From: Adrian Reber <adrian@lisas.de>
To: Christian Brauner <christian.brauner@ubuntu.com>
Cc: "Michael Kerrisk (man-pages)" <mtk.manpages@gmail.com>,
Dmitry Safonov <dima@arista.com>,
Linux Kernel <linux-kernel@vger.kernel.org>,
Dmitry Safonov <0x7f454c46@gmail.com>,
Andy Lutomirski <luto@kernel.org>, Arnd Bergmann <arnd@arndb.de>,
Cyrill Gorcunov <gorcunov@openvz.org>,
"Eric W. Biederman" <ebiederm@xmission.com>,
"H. Peter Anvin" <hpa@zytor.com>, Ingo Molnar <mingo@redhat.com>,
Jann Horn <jannh@google.com>, Jeff Dike <jdike@addtoit.com>,
Oleg Nesterov <oleg@redhat.com>,
Pavel Emelyanov <ovzxemul@gmail.com>,
Shuah Khan <shuah@kernel.org>,
Thomas Gleixner <tglx@linutronix.de>,
Vincenzo Frascino <vincenzo.frascino@arm.com>,
containers <containers@lists.linux-foundation.org>,
criu@openvz.org, Linux API <linux-api@vger.kernel.org>,
x86@kernel.org, Andrei Vagin <avagin@gmail.com>
Subject: Re: Time Namespaces: CLONE_NEWTIME and clone3()?

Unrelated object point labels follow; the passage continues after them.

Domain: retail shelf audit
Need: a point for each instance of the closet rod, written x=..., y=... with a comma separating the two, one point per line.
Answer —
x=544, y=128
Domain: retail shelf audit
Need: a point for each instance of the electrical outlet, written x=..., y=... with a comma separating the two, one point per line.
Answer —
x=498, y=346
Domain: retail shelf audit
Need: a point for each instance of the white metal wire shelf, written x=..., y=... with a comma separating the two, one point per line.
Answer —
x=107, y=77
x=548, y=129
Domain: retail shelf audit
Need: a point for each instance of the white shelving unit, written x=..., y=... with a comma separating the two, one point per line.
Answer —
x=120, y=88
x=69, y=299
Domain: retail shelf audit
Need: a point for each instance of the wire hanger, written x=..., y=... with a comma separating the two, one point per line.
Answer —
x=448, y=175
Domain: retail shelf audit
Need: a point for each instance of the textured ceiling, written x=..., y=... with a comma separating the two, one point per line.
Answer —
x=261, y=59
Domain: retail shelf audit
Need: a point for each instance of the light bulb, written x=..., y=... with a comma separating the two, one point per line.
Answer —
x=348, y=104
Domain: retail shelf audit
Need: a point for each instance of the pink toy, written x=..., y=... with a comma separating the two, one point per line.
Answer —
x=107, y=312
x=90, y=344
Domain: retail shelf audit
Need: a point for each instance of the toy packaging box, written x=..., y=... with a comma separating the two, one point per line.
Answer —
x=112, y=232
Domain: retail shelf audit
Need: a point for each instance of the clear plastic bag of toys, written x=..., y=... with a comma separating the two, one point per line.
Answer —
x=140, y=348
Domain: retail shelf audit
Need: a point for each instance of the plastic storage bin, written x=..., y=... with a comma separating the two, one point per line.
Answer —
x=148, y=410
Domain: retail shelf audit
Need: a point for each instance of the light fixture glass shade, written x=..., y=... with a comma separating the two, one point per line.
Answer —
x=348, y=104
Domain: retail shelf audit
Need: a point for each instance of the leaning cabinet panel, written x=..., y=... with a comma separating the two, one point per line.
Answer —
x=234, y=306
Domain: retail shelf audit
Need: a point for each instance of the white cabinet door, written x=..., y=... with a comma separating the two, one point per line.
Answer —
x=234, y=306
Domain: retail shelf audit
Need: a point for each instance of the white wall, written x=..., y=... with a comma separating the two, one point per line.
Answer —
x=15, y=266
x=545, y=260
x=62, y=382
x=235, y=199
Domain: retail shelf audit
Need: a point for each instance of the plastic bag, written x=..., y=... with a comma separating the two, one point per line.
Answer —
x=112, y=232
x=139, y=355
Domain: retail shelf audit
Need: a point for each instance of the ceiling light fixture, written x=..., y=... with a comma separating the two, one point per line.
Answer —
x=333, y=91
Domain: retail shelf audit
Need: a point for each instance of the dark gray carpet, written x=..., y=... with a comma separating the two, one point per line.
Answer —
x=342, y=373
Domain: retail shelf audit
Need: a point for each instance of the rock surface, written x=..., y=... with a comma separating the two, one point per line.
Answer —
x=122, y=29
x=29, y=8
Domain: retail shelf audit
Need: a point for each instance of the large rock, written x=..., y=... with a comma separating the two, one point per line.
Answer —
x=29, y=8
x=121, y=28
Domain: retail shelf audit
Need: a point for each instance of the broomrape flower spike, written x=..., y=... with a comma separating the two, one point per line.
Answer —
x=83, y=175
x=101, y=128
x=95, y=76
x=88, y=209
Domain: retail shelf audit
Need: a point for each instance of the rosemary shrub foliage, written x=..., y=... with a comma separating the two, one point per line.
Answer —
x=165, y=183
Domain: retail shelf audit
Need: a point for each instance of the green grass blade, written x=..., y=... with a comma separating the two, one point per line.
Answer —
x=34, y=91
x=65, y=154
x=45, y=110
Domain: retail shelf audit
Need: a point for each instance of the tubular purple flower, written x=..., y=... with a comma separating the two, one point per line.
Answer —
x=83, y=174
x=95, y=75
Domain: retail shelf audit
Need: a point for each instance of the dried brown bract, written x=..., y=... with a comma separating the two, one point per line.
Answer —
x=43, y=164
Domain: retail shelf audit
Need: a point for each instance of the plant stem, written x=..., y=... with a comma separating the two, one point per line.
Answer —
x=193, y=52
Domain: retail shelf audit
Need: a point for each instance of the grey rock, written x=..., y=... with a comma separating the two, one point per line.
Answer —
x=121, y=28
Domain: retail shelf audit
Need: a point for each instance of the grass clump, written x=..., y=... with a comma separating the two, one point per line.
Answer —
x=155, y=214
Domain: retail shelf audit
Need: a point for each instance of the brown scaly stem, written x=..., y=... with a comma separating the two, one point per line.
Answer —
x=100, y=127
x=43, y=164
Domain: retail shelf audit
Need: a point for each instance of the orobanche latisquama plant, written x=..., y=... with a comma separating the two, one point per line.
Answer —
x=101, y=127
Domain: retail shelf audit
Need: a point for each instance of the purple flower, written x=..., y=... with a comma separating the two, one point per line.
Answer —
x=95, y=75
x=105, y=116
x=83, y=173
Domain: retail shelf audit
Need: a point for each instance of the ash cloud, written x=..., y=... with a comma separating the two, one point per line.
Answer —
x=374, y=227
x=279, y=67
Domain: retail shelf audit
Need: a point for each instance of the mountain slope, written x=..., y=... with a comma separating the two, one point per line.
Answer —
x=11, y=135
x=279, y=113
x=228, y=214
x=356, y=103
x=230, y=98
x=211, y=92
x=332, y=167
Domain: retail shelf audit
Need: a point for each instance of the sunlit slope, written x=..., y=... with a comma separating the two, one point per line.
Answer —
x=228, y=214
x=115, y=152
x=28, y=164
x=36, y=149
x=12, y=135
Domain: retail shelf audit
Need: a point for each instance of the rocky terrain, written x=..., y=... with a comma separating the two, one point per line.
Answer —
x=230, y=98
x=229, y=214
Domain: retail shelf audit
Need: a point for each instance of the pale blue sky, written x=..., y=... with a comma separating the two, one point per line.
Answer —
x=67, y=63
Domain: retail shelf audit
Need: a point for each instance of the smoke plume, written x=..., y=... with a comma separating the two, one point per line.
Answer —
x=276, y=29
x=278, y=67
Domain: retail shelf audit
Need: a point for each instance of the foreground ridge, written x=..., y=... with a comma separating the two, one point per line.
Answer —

Date: Tue, 18 Feb 2020 18:11:26 +0100 [thread overview]
Message-ID: <20200218171126.GF2322403@lisas.de> (raw)
In-Reply-To: <20200217230331.he6p5bs766zp6smx@wittgenstein>
On Tue, Feb 18, 2020 at 12:03:31AM +0100, Christian Brauner wrote:
> On Mon, Feb 17, 2020 at 10:47:53PM +0100, Michael Kerrisk (man-pages) wrote:
> > Hello Christian,
> >
> > On Mon, 17 Feb 2020 at 16:15, Christian Brauner
> > <christian.brauner@ubuntu.com> wrote:
> > >
> > > On Mon, Feb 17, 2020 at 03:20:55PM +0100, Michael Kerrisk wrote:
> > > > Hello Dmitry, Andrei,
> > > >
> > > > Is the CLONE_NEWTIME flag intended to be usable with clone3()? The
> > > > mail quoted below implies (in my reading) that this should be possible
> > > > once clone3() is available, which it is by now. (See also [1].)
> > > >
> > > > If the answer is yes, CLONE_NEWTIME should be usable with clone3(),
> > > > then I have a bug report and a question.
> > > >
> > > > I successfully used CLONE_NEWTIME with unshare(). But if I try to use
> > > > CLONE_NEWSIGNAL with clone3(), it errors out with EINVAL, because of
> > >
> > > s/CLONE_NEWSIGNAL/CLONE_NEWTIME/
> > >
> > > > the following check in clone3_args_valid():
> > > >
> > > > /*
> > > > * - make the CLONE_DETACHED bit reuseable for clone3
> > > > * - make the CSIGNAL bits reuseable for clone3
> > > > */
> > > > if (kargs->flags & (CLONE_DETACHED | CSIGNAL))
> > > > return false;
> > > >
> > > > The problem is that CLONE_NEWTIME matches one of the bits in the
> > > > CSIGNAL mask. If the intention is to allow CLONE_NEWTIME with
> > > > clone3(), then either the bit needs to be redefined, or the error
> > > > checking in clone3_args_valid() needs to be reworked.
> > >
> > > If this is intended to be useable with clone3() the check should be
> > > adapted to allow for CLONE_NEWTIME. (I asked about this a while ago I
> > > think.)
> > > But below rather sounds like it should simply be an unshare() flag. The
> > > code seems to set frozen_offsets to true right after copy_namespaces()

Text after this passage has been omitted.